"Lo tengo sempre al guinzaglio", proferisce una persona durante una conversazione salottiera. Apollonio è come al solito perso dietro le sue fantasie e fa quasi per chiederle: "Chi?". Si trattiene, ma non dalla speculazione nel suo foro interiore.
Per celia o sul serio, una domanda siffatta, riflette, allungherebbe sul significato letterale l'ombra del figurato. D'improvviso, il guinzaglio smetterebbe di essere un guinzaglio e diventerebbe qualcosa cui guinzaglio può fare da metafora.
A scatenare il corto circuito e il passaggio dal proprio al metaforico, nell'interazione comunicativa, sarebbe il pronome interrogativo chi. Con esso, di norma si chiede di esseri umani. E se un essere umano tenuto letteralmente al guinzaglio è certo immaginabile ma resta una singolare bizzarria, di esseri umani tenuti a metaforici guinzagli ce ne sono stati, ce ne sono e ce ne saranno sempre a iosa. Ovvio che il tropo prevalga.
Niente di tutto questo succederebbe invece con "Lo tengo sempre per mano". La domanda "Chi?" sarebbe difficilmente presa per un'uscita scherzosa o provocatoria. E, letterale o figurata che fosse la mano, tutto resterebbe perfettamente coerente con quanto il pronome interrogativo chi impone di dire a chi lo proferisce. Per mano è roba umana, al guinzaglio no è la conclusione: lapalissiana.
Nel dettaglio, pare tuttavia ad Apollonio ci sia un briciolo di una nota osservazione di Roman Jakobson. Se ne scriveva qui un anno fa e non vi si ritorna, se non per coglierne un aspetto che si fa spassoso, considerata una deriva in atto nella società, non solo in quella italiana, beninteso.
A uno spropositato numero di persone è infatti venuto l'uzzolo di accompagnarsi con un cane, talvolta con più d'uno. Nei loro usi linguistici quotidiani, tali persone, con il cane o con i cani, si dicono per tropo imparentate. Non ci sarà lettore di questo frustolo che non possa testimoniare in proposito: di un cane, ci sono frotte di "papà", di "mamme", di "fratelli(ni)" e "sorell(in)e". Nella lista, non è presente la relazione filiale, ma solo de dicto e non de re.

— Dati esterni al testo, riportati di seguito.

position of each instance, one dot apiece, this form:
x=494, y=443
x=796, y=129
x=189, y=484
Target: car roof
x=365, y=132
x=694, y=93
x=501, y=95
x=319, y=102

Come si sa, "di un cane", "figli" e "figlie" ce ne sono in abbondanza e nemmeno al guinzaglio, nella cruda realtà.
La quantità dei cinofili e delle cinofile è così grande da consentire a un osservatore spassionato di affermare, senza timore d'esagerazione o di smentita, che si tratta di un andazzo. E non ci vogliono sottili ermeneuti per intendere cosa esso riveli e a cosa esso si correli. Basta del resto andare in giro per paesi e città per rendersi conto che la libido procurata dal tenere qualcosa al guinzaglio oggi prevale di gran lunga su quella di tenere qualcuno per mano.
Ma ecco appunto: qualcosa vs. qualcuno. Tenere qualcosa per mano si direbbe solo per estremo spregio di un essere umano. Tenere qualcuno al guinzaglio non si dice ancora e chissà quando si dirà, se mai si dirà, di un cane. Imponendo le sue differenze, la lingua è rigorosa.